An overview of the work in the King’s Corner Room

© château de Versailles / Christian Milet

After 18 months of work, the King’s Corner Room has finally been revealed. Masterpiece of rococo art, Louis XV’s study and the furniture inside it, have been fully restored thanks to the patronage of Rolex France. Stéphane Masi, Project Coordinator, answers our questions and talks about the campaign that restored this luxurious room in the King’s Private Apartments to its former glory. 

What were the main stages of the restoration campaign?

The restoration campaign comprised nine stages. We first carried out a meticulous inspection of the condition of the decoration before removing all the wood panelling. We then straightened any deformed panels. During the third stage, we examined the archaeological evidence in the successive layers of paint, of which the stratigraphic analysis revealed the different shades of “king’s white” that had covered the woodwork and accentuated the gilding on the sculptures at different periods. After restoring the woodwork, we reassembled it on site which was an extremely delicate task. The fifth stage, which addressed the paintwork, aimed to protect and restore all the old water gilding, called distemper*, on the sculptures and mouldings. The sixth stage consisted in accentuating* the panels with three coats of warm Meudon white primer*, onto which we applied two layers of Blanc de Roi distemper with a glue binder. We then worked on restoring the old Versailles floor, which was taken up to allow full or partial replacement of the damaged planks with new oak ones where necessary, before reassembling them all in their original positions. The penultimate stage concerned the restoration and treatment of the 1737 griotte marble* fireplace. Lastly, the final stage involved restoring the locks on the doors and the bronze decor around the fireplace in order to preserve as much of the old mercury gilding as possible.

Do you have a favourite memory from the restoration project?

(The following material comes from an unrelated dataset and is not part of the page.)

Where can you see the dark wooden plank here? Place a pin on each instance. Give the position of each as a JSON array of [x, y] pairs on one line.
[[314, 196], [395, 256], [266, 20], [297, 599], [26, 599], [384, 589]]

My favourite memory is the “archaeological” inspection with Frédéric Didier, Head Architect for Historic Monuments, and Yves Carlier, General Curator and Deputy Director of the Museum of the Palace of Versailles for Furniture, to identify signs of the original positions of paintings fixed directly to the panelling during the reigns of Louis XV and Louis XVI. This operation revealed a large number of holes, testifying to the many “souvenirs” with which Louis XVI wanted to surround himself in his study.

How did the patronage of Rolex France benefit the restoration of the King’s Corner Room? 

Rolex France contributes to promoting excellence in artistic professions across the world and upholds an unfailing commitment to beauty, creativity and durability. 


The Corner Room before restoration. 

© château de Versailles / Didier Saulnier


The Corner Room after restoration. 

© château de Versailles / Christian Milet

* Terminology:

- stratigraphic analysis: an archaeological process that consists in examining the nature and composition of successive layers of a surface covering to define the order of the layers and thus determine a relative age.

- distemper: a paint made with water and glue or gum binder.

- accentuate: this operation aims to bring out a moulding or an ornament against a background, especially through the use of contrasting colours.

- primer: a preparatory coat applied to a surface to be painted.

- griotte marble: a type of marble characterised by rounded red or brown marks.